Another example Dekker goes through is a certain type of aircraft had a large number of crashes during WWII. Pilots were pulling the lever for the flaps instead of the landing gear. The two levers were near each other. They tried everything. Reprimanding pilots, re-training pilots, but the crashes continued. It wasn’t until an engineer looked at the problem in a different way. What the engineer did was glue little flaps on the levers that were for flaps, and little wheels on the lever for wheels. You see, the pilots would find the levers by touch as their concentration was focused on something else at the time during landing. Adding a tactile indicator for which lever was which pretty much eliminated the crash landings.
How many of you record incidents? Do you put them into Jira, or some other bug tracker? Do you do anything with the incidents you record? or, do you just fix the immediate issues and move on, only for the incident to occur again and again?

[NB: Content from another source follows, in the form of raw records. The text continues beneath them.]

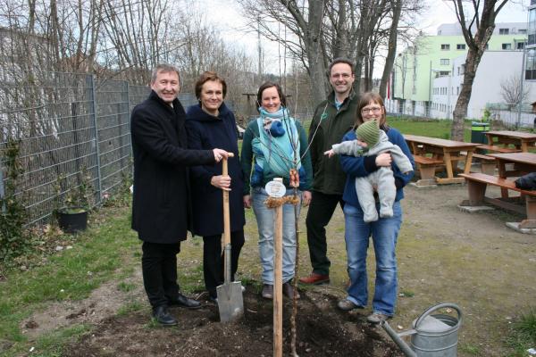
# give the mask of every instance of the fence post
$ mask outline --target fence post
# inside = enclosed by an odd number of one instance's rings
[[[0,162],[2,162],[2,161],[0,160]],[[2,170],[2,165],[0,165],[0,198],[4,198],[4,170]],[[5,213],[5,203],[2,203],[2,207],[0,207],[0,210],[2,210],[3,213]]]
[[[125,80],[125,82],[127,83],[127,112],[129,113],[127,129],[129,134],[130,134],[130,137],[129,137],[129,143],[130,143],[129,153],[131,160],[129,160],[129,162],[132,162],[130,165],[130,177],[132,178],[132,181],[134,181],[134,153],[132,152],[132,133],[130,131],[130,85],[128,80]]]
[[[103,182],[102,182],[102,174],[101,174],[101,164],[100,164],[100,148],[99,148],[99,140],[98,140],[98,125],[97,125],[97,118],[96,118],[96,95],[95,89],[95,75],[90,74],[88,75],[89,83],[90,83],[90,90],[91,90],[91,104],[89,106],[89,110],[91,111],[90,114],[93,117],[93,128],[95,128],[95,150],[96,154],[96,175],[97,175],[97,203],[100,203],[102,202],[103,197]]]

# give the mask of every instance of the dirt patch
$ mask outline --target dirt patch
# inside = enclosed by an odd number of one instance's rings
[[[217,307],[206,303],[200,310],[171,309],[177,328],[147,324],[148,311],[110,317],[95,332],[69,346],[68,356],[271,356],[272,302],[247,286],[245,314],[239,321],[219,322]],[[322,291],[302,292],[298,302],[297,352],[303,356],[401,356],[398,348],[365,321],[359,312],[337,311],[337,298]],[[285,299],[283,353],[290,353],[289,314]]]
[[[110,281],[95,289],[91,295],[82,301],[63,301],[54,303],[42,311],[33,314],[22,322],[21,330],[29,339],[53,331],[56,328],[74,324],[97,324],[110,316],[115,315],[120,308],[133,298],[141,300],[144,296],[140,286],[141,271],[137,272],[125,282],[132,282],[136,288],[130,294],[122,294],[117,281]]]

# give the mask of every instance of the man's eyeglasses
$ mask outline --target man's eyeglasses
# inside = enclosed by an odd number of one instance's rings
[[[374,114],[377,114],[380,112],[381,112],[381,106],[374,106],[374,107],[372,107],[372,108],[363,108],[361,110],[361,113],[362,114],[366,114],[367,112],[373,112]]]

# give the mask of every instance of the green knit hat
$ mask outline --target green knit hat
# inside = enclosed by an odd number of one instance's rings
[[[378,121],[369,120],[364,122],[357,127],[356,135],[359,140],[365,142],[369,148],[373,147],[378,144],[378,140],[380,139],[380,127],[378,127]]]

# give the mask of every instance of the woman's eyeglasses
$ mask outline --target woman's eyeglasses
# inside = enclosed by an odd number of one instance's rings
[[[381,112],[381,106],[374,106],[374,107],[372,107],[372,108],[363,108],[361,110],[361,113],[362,114],[366,114],[368,112],[373,112],[374,114],[377,114],[380,112]]]

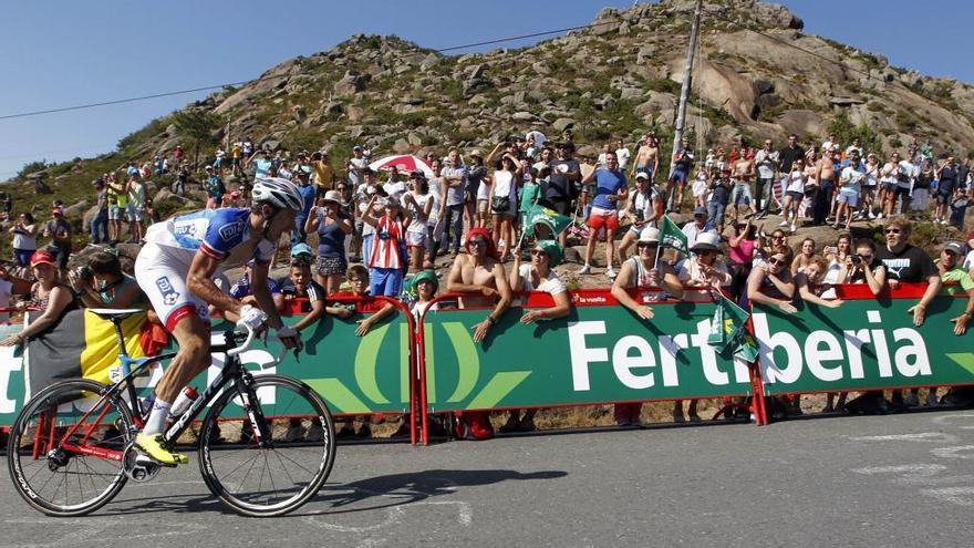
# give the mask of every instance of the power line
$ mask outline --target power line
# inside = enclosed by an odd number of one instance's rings
[[[568,27],[564,29],[557,29],[557,30],[542,31],[542,32],[532,32],[530,34],[521,34],[518,37],[507,37],[507,38],[499,38],[496,40],[486,40],[483,42],[474,42],[474,43],[462,44],[462,45],[450,45],[449,48],[441,48],[438,50],[433,50],[433,51],[438,52],[438,53],[443,53],[446,51],[465,50],[465,49],[469,49],[469,48],[477,48],[480,45],[490,45],[490,44],[497,44],[497,43],[502,43],[502,42],[511,42],[515,40],[546,37],[546,35],[550,35],[550,34],[560,34],[563,32],[571,32],[571,31],[576,31],[576,30],[601,27],[603,24],[618,24],[618,23],[619,23],[618,21],[605,21],[602,23],[582,24],[579,27]],[[193,87],[190,90],[177,90],[177,91],[163,92],[163,93],[153,93],[151,95],[141,95],[137,97],[126,97],[126,99],[117,99],[114,101],[102,101],[99,103],[86,103],[86,104],[73,105],[73,106],[61,106],[61,107],[56,107],[56,108],[43,108],[43,110],[39,110],[39,111],[20,112],[20,113],[15,113],[15,114],[4,114],[4,115],[0,115],[0,120],[23,118],[23,117],[28,117],[28,116],[39,116],[42,114],[54,114],[54,113],[69,112],[69,111],[82,111],[85,108],[94,108],[94,107],[99,107],[99,106],[110,106],[110,105],[117,105],[117,104],[124,104],[124,103],[135,103],[137,101],[147,101],[151,99],[170,97],[174,95],[185,95],[187,93],[197,93],[197,92],[209,91],[209,90],[220,90],[220,89],[224,89],[227,86],[246,85],[246,84],[257,83],[257,82],[265,81],[265,80],[273,80],[273,79],[280,79],[280,77],[288,77],[288,76],[282,74],[282,75],[277,75],[277,76],[258,77],[256,80],[245,80],[241,82],[227,82],[227,83],[216,84],[216,85],[206,85],[203,87]]]

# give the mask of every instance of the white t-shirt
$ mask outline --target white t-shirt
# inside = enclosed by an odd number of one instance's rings
[[[416,200],[415,205],[412,201],[410,201],[408,205],[406,205],[407,203],[406,203],[405,195],[403,195],[403,198],[402,198],[403,207],[406,208],[407,211],[410,211],[410,217],[413,218],[413,220],[410,223],[410,226],[406,227],[406,231],[423,234],[426,231],[426,221],[419,220],[419,211],[422,211],[423,209],[426,208],[426,204],[431,199],[433,199],[433,196],[429,196],[428,194],[423,194],[419,196],[416,196],[415,194],[411,194],[411,196],[413,196],[413,199]],[[418,207],[416,207],[416,206],[418,206]]]
[[[538,287],[535,287],[531,281],[532,275],[531,272],[535,270],[535,267],[531,265],[521,265],[518,269],[518,276],[520,276],[521,280],[525,282],[525,291],[542,291],[549,294],[558,294],[568,291],[568,288],[564,286],[564,282],[561,281],[561,278],[555,273],[555,270],[548,271],[548,279],[542,281]]]
[[[615,157],[619,158],[619,168],[623,172],[625,170],[625,166],[629,165],[629,158],[632,157],[632,153],[629,152],[629,148],[622,147],[615,149]]]
[[[788,188],[785,192],[805,194],[805,177],[802,176],[802,174],[798,172],[790,174]]]

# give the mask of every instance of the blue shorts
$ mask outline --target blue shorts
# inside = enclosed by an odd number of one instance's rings
[[[373,268],[369,287],[372,297],[384,294],[398,298],[403,289],[403,269],[401,268]]]

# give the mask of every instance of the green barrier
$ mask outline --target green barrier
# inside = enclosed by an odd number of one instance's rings
[[[0,339],[20,333],[21,324],[0,325]],[[0,347],[0,427],[10,426],[23,406],[23,350],[20,345]]]
[[[428,413],[746,395],[746,363],[707,345],[712,303],[654,303],[641,321],[608,291],[576,294],[569,318],[522,325],[512,308],[474,343],[486,310],[423,319]]]
[[[798,313],[752,309],[767,395],[974,383],[974,334],[954,334],[964,298],[936,297],[913,325],[916,298],[847,299],[838,309],[796,301]]]

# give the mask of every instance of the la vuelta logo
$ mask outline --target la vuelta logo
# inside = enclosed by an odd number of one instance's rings
[[[441,335],[441,330],[434,329],[434,327],[441,328],[442,333],[446,334],[453,353],[456,356],[457,379],[456,386],[452,392],[436,385],[437,379],[448,378],[449,375],[437,376],[436,374],[437,365],[434,356],[435,344],[433,341],[435,337]],[[467,409],[493,407],[531,374],[530,371],[500,371],[494,373],[483,387],[474,394],[474,390],[480,381],[481,369],[479,353],[470,329],[462,322],[431,324],[425,331],[425,343],[427,401],[429,404],[437,403],[438,394],[449,393],[444,404],[467,402],[463,405]],[[472,396],[470,394],[474,395]]]

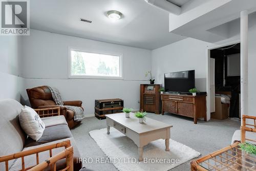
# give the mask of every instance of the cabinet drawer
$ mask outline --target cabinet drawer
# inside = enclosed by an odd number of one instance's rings
[[[125,134],[125,127],[121,125],[119,123],[114,122],[113,127],[123,134]]]
[[[169,100],[173,100],[173,101],[183,101],[183,97],[179,97],[179,96],[174,96],[172,95],[163,95],[162,96],[162,99],[166,99]]]
[[[183,101],[187,102],[193,102],[193,97],[183,97]]]

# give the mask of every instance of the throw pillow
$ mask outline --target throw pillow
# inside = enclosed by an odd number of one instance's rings
[[[25,106],[19,115],[19,123],[24,132],[35,141],[42,136],[45,124],[38,114],[31,108]]]

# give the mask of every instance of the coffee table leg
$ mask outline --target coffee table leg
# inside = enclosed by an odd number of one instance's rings
[[[141,161],[143,160],[143,147],[138,147],[138,150],[139,152],[139,161]]]
[[[110,126],[106,126],[106,134],[110,134]]]
[[[170,151],[170,149],[169,148],[169,143],[170,143],[170,139],[165,139],[165,151],[166,152],[168,152]]]

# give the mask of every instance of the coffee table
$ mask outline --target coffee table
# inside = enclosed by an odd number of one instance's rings
[[[107,134],[112,126],[132,139],[138,146],[139,161],[143,160],[143,147],[149,142],[159,139],[165,140],[165,151],[169,151],[170,128],[172,125],[146,117],[140,123],[133,113],[125,118],[124,113],[106,115]]]

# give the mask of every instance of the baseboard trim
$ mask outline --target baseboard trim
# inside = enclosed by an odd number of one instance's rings
[[[133,112],[138,112],[139,111],[139,109],[135,109],[135,110],[133,110]],[[90,117],[94,117],[95,116],[95,114],[86,114],[86,116],[85,116],[85,118],[89,118]]]
[[[86,115],[86,118],[90,118],[90,117],[93,117],[94,116],[94,114],[89,114],[89,115]]]

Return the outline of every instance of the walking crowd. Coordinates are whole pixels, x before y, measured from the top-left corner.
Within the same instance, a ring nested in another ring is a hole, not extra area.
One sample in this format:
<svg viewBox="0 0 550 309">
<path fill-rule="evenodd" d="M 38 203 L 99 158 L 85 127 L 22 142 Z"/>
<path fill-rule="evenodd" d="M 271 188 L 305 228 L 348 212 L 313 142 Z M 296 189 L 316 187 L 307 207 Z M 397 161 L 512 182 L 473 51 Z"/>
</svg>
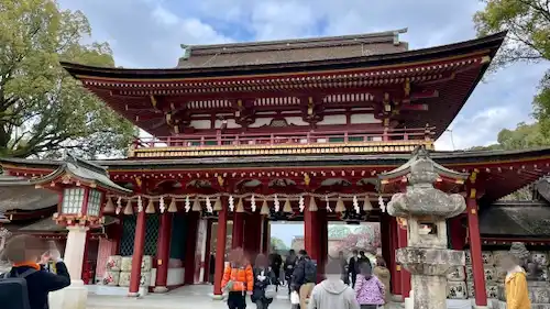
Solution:
<svg viewBox="0 0 550 309">
<path fill-rule="evenodd" d="M 305 250 L 298 254 L 290 250 L 284 263 L 276 251 L 268 257 L 260 254 L 252 265 L 242 249 L 235 249 L 229 254 L 221 286 L 229 309 L 246 308 L 246 296 L 256 308 L 267 309 L 285 284 L 293 309 L 374 309 L 388 302 L 389 271 L 381 256 L 373 267 L 364 252 L 353 251 L 350 260 L 340 252 L 339 258 L 327 263 L 320 284 L 318 275 Z"/>
</svg>

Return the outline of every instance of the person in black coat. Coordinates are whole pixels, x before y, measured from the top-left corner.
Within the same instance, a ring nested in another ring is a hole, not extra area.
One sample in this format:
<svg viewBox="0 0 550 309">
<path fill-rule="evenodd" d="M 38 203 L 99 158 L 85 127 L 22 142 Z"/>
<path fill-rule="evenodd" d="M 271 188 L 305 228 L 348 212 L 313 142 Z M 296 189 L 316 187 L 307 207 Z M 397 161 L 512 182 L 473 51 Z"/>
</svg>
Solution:
<svg viewBox="0 0 550 309">
<path fill-rule="evenodd" d="M 273 302 L 273 298 L 267 298 L 265 290 L 268 286 L 277 286 L 278 279 L 275 272 L 268 266 L 268 261 L 263 254 L 256 256 L 254 263 L 254 288 L 252 290 L 252 302 L 257 309 L 267 309 Z"/>
<path fill-rule="evenodd" d="M 48 294 L 70 285 L 70 276 L 59 251 L 55 247 L 48 249 L 41 239 L 30 235 L 13 236 L 6 245 L 4 254 L 12 264 L 9 277 L 34 272 L 25 277 L 31 309 L 48 309 Z M 38 258 L 43 265 L 54 261 L 56 274 L 37 264 Z"/>
<path fill-rule="evenodd" d="M 359 252 L 356 250 L 353 251 L 353 256 L 350 258 L 350 263 L 348 263 L 348 273 L 351 275 L 351 287 L 355 288 L 355 282 L 358 280 L 359 273 Z"/>
</svg>

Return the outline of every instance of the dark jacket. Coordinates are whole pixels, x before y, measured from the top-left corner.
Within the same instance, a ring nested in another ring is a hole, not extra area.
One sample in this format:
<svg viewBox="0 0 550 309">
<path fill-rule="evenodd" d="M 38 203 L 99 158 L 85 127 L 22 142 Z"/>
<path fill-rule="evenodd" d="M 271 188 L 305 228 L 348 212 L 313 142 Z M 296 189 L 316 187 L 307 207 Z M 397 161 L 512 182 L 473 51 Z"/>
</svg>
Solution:
<svg viewBox="0 0 550 309">
<path fill-rule="evenodd" d="M 29 289 L 29 300 L 31 309 L 48 309 L 47 295 L 51 291 L 58 290 L 70 285 L 70 276 L 65 263 L 58 262 L 55 264 L 57 274 L 50 273 L 45 269 L 37 271 L 26 277 L 26 288 Z M 30 266 L 12 267 L 10 276 L 23 274 L 31 269 Z"/>
<path fill-rule="evenodd" d="M 258 280 L 257 277 L 264 272 L 265 280 Z M 272 304 L 273 299 L 265 298 L 265 288 L 268 285 L 277 285 L 277 278 L 271 268 L 254 268 L 254 288 L 252 290 L 252 301 L 262 301 L 263 304 Z"/>
<path fill-rule="evenodd" d="M 292 288 L 296 291 L 300 289 L 300 286 L 309 283 L 306 278 L 306 264 L 307 263 L 314 263 L 314 262 L 311 262 L 311 258 L 309 256 L 302 256 L 302 257 L 300 257 L 300 260 L 298 260 L 298 263 L 296 264 L 296 267 L 294 268 Z"/>
<path fill-rule="evenodd" d="M 296 262 L 298 261 L 298 256 L 287 256 L 285 260 L 284 268 L 285 275 L 289 279 L 293 276 L 294 268 L 296 267 Z"/>
<path fill-rule="evenodd" d="M 358 274 L 359 273 L 359 256 L 352 256 L 350 263 L 348 264 L 348 273 Z"/>
</svg>

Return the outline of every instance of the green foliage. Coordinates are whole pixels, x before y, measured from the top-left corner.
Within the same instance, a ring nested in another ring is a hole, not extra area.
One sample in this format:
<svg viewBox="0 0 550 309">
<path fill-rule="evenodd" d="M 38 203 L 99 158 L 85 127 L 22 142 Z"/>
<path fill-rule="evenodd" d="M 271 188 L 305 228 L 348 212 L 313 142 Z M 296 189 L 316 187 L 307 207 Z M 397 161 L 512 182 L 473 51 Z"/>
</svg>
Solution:
<svg viewBox="0 0 550 309">
<path fill-rule="evenodd" d="M 278 238 L 271 238 L 271 245 L 272 247 L 275 247 L 277 251 L 285 251 L 289 250 L 289 247 L 285 244 L 285 242 L 282 239 Z"/>
<path fill-rule="evenodd" d="M 86 16 L 51 0 L 0 0 L 0 155 L 55 157 L 64 148 L 120 155 L 134 126 L 86 91 L 59 60 L 114 66 L 107 43 L 81 44 Z"/>
<path fill-rule="evenodd" d="M 501 64 L 550 59 L 550 8 L 547 0 L 484 0 L 474 15 L 481 36 L 508 31 Z"/>
<path fill-rule="evenodd" d="M 548 0 L 484 0 L 474 15 L 479 35 L 507 30 L 508 36 L 494 67 L 516 62 L 550 60 L 550 4 Z M 550 136 L 550 70 L 534 99 L 535 117 L 544 136 Z"/>
</svg>

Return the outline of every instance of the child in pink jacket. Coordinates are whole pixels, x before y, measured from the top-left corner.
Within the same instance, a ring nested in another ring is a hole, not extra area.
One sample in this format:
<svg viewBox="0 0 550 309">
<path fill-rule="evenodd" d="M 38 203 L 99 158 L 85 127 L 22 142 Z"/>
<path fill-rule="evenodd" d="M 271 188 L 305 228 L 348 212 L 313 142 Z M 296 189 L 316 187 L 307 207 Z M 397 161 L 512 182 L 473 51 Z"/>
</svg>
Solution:
<svg viewBox="0 0 550 309">
<path fill-rule="evenodd" d="M 384 305 L 384 284 L 373 276 L 371 262 L 364 261 L 359 266 L 361 274 L 355 283 L 355 294 L 361 309 L 375 309 Z"/>
</svg>

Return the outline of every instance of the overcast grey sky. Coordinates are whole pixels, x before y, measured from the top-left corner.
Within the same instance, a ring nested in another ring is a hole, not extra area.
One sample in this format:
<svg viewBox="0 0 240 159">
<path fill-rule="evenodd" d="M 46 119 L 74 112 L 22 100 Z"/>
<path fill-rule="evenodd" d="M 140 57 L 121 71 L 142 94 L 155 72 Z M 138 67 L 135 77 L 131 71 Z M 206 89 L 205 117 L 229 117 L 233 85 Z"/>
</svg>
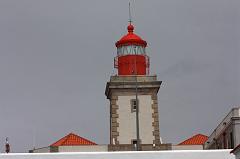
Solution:
<svg viewBox="0 0 240 159">
<path fill-rule="evenodd" d="M 0 1 L 0 151 L 48 146 L 74 132 L 109 142 L 104 95 L 128 0 Z M 159 91 L 160 133 L 209 135 L 240 105 L 239 0 L 135 0 Z"/>
</svg>

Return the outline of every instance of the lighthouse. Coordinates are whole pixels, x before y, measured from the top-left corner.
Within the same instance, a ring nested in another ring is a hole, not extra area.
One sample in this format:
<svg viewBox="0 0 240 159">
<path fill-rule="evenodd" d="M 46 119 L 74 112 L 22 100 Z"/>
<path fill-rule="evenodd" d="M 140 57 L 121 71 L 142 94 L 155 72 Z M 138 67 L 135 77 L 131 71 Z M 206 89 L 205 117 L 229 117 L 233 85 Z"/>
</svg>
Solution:
<svg viewBox="0 0 240 159">
<path fill-rule="evenodd" d="M 166 150 L 160 142 L 158 91 L 162 81 L 150 75 L 147 42 L 131 23 L 116 43 L 117 74 L 106 84 L 110 101 L 109 151 Z"/>
</svg>

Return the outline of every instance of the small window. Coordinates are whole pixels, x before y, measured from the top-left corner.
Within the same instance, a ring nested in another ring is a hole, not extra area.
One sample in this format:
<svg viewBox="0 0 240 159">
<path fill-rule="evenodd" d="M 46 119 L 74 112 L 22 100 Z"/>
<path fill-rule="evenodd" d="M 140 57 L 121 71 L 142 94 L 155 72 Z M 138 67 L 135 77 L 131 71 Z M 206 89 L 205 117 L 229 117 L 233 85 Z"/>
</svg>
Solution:
<svg viewBox="0 0 240 159">
<path fill-rule="evenodd" d="M 132 144 L 137 145 L 137 139 L 132 139 Z M 139 144 L 141 144 L 141 140 L 139 139 Z"/>
<path fill-rule="evenodd" d="M 136 99 L 131 99 L 131 112 L 136 112 L 137 104 L 139 104 L 139 101 L 137 103 Z"/>
<path fill-rule="evenodd" d="M 132 140 L 132 144 L 133 144 L 133 145 L 137 145 L 137 139 L 133 139 L 133 140 Z"/>
<path fill-rule="evenodd" d="M 230 148 L 233 149 L 234 148 L 234 139 L 233 139 L 233 133 L 232 132 L 230 132 L 230 143 L 231 143 Z"/>
</svg>

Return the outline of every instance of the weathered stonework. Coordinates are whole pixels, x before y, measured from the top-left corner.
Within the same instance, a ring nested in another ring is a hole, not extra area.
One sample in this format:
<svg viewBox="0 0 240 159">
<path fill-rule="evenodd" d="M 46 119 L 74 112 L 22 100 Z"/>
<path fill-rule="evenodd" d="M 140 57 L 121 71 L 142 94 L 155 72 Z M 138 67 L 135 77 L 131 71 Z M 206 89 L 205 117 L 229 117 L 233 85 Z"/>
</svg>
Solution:
<svg viewBox="0 0 240 159">
<path fill-rule="evenodd" d="M 118 105 L 116 104 L 118 99 L 118 96 L 112 96 L 112 99 L 110 100 L 110 143 L 111 144 L 116 144 L 118 143 L 118 136 L 119 136 L 119 132 L 118 132 Z M 114 141 L 113 141 L 114 140 Z M 115 143 L 113 143 L 115 142 Z"/>
<path fill-rule="evenodd" d="M 148 100 L 148 104 L 146 105 L 146 108 L 151 109 L 151 113 L 149 116 L 150 117 L 150 123 L 152 125 L 152 128 L 150 129 L 151 131 L 151 138 L 148 138 L 148 141 L 146 143 L 141 143 L 141 149 L 142 150 L 168 150 L 170 149 L 171 146 L 169 144 L 161 144 L 160 143 L 160 129 L 159 129 L 159 113 L 158 113 L 158 97 L 157 93 L 160 88 L 161 81 L 157 81 L 156 76 L 137 76 L 137 90 L 138 90 L 138 95 L 139 98 L 147 97 L 150 96 L 150 100 Z M 123 132 L 126 128 L 125 127 L 119 127 L 119 116 L 123 115 L 124 113 L 126 115 L 126 110 L 122 109 L 121 105 L 124 106 L 124 101 L 125 99 L 124 96 L 126 96 L 127 100 L 128 97 L 134 97 L 136 95 L 136 77 L 135 76 L 112 76 L 110 79 L 110 82 L 107 83 L 106 85 L 106 90 L 105 94 L 107 98 L 110 100 L 110 145 L 108 146 L 109 151 L 130 151 L 130 150 L 135 150 L 135 147 L 131 143 L 131 140 L 133 138 L 129 138 L 129 144 L 125 144 L 126 142 L 119 142 L 120 141 L 126 141 L 128 138 L 122 138 L 120 135 L 120 130 Z M 121 103 L 119 103 L 119 97 L 121 97 Z M 124 97 L 124 98 L 123 98 Z M 151 103 L 150 103 L 151 101 Z M 127 103 L 128 105 L 130 103 Z M 140 101 L 141 103 L 141 101 Z M 120 104 L 120 105 L 118 105 Z M 119 106 L 121 112 L 119 112 Z M 125 106 L 126 107 L 126 106 Z M 147 109 L 149 111 L 149 109 Z M 120 113 L 120 114 L 119 114 Z M 134 112 L 131 112 L 134 113 Z M 139 112 L 141 113 L 141 111 Z M 123 117 L 120 118 L 121 121 L 124 119 Z M 131 118 L 132 120 L 133 118 Z M 145 118 L 143 118 L 145 120 Z M 125 119 L 124 119 L 125 120 Z M 126 121 L 125 121 L 126 123 Z M 147 125 L 145 125 L 147 126 Z M 149 128 L 149 126 L 147 126 Z M 121 128 L 121 129 L 119 129 Z M 141 133 L 140 134 L 144 134 Z M 144 134 L 145 135 L 145 134 Z M 150 134 L 148 134 L 150 135 Z M 150 142 L 149 142 L 149 139 Z M 114 140 L 114 143 L 113 143 Z M 119 144 L 120 143 L 120 144 Z"/>
</svg>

So much so that it becomes part of your work?
Recording incidents, minor ones, even large ones does not fix the problem. Also, given that we work in an environment that is complex – computer software development, it is hard (but not impossible) to make something error free – especially given the demands of the job. But, even if something is error free, there can be circumstances that cause issues. Hardware failures, even scenarios that were never originally thought up. Users do tend to find ways to break things.
In this, Dekker has another analogy. During WWII, planes were being shot up quite a bit. Some planes made it back after a run. Some didn’t. The question was asked, should we add armor to the areas that had holes to prevent the holes in the first place? Armor adds weight and should be used sparingly.
The answer was “No”, you add armor to the areas that didn’t have holes – because they were the ones that made it back. The ones that didn’t make it back were most likely because they had holes where they shouldn’t have been.
So where should you focus your efforts in fixing problems? In the areas that cause you the most pain! Fix those, remove the pain. This should free you up for more valuable work.
Sometimes, and I’m a big sucker for this one – is that we think that replacing a person with technology will prevent the issue. The problem here is that it may fix the immediate issue, but what about boundary conditions that were never thought of? This could cause a minor issue that a human could resolve into a catastrophic issue. Dekker doesn’t say – don’t automate – but be careful what you automate. Make sure it augments the person rather than replace the person.
Technology is good for repetitive problems, but isn’t so good for changing conditions. Only a human can do that.
Look at the error that someone made as the start of an investigation. Look at what caused the issue in the first place, what state of mind was the person in? What was their incentives at the time? What can be done to alleviate those issues to prevent the problem in the first place. Amazon does this. While browsing Hacker News, I came across an article that goes through a talk by Jeff Bezos on how Amazon looks at incidents that occur.
The thing is that to prevent incidents, you have to rely on the people you have. Make sure they have the knowledge, experience and support to handle incidents. Make sure that they are the ones who figure out how to permanently solve the issue. They are the experts on the issue, because it is part their job. If someone makes a mistake, don’t chastise them, congratulate them for finding a flaw in the process, then look at ways to patch or repair that flaw. This may start a culture where mistakes are not hidden, but made out in the open. When they are out in the open, they can be fixed – permanently. This can only make your organization better. This – in my opinion is the crux of Agile. Finding the problems in the system and fixing them to make you faster, make you better, make you more knowledgeable and make you feel safe enough that you can expose more problems in the system.
Edit : Found the article that I referred to and added the link. I found the article on Hacker News, but it refers to a thread on Quora.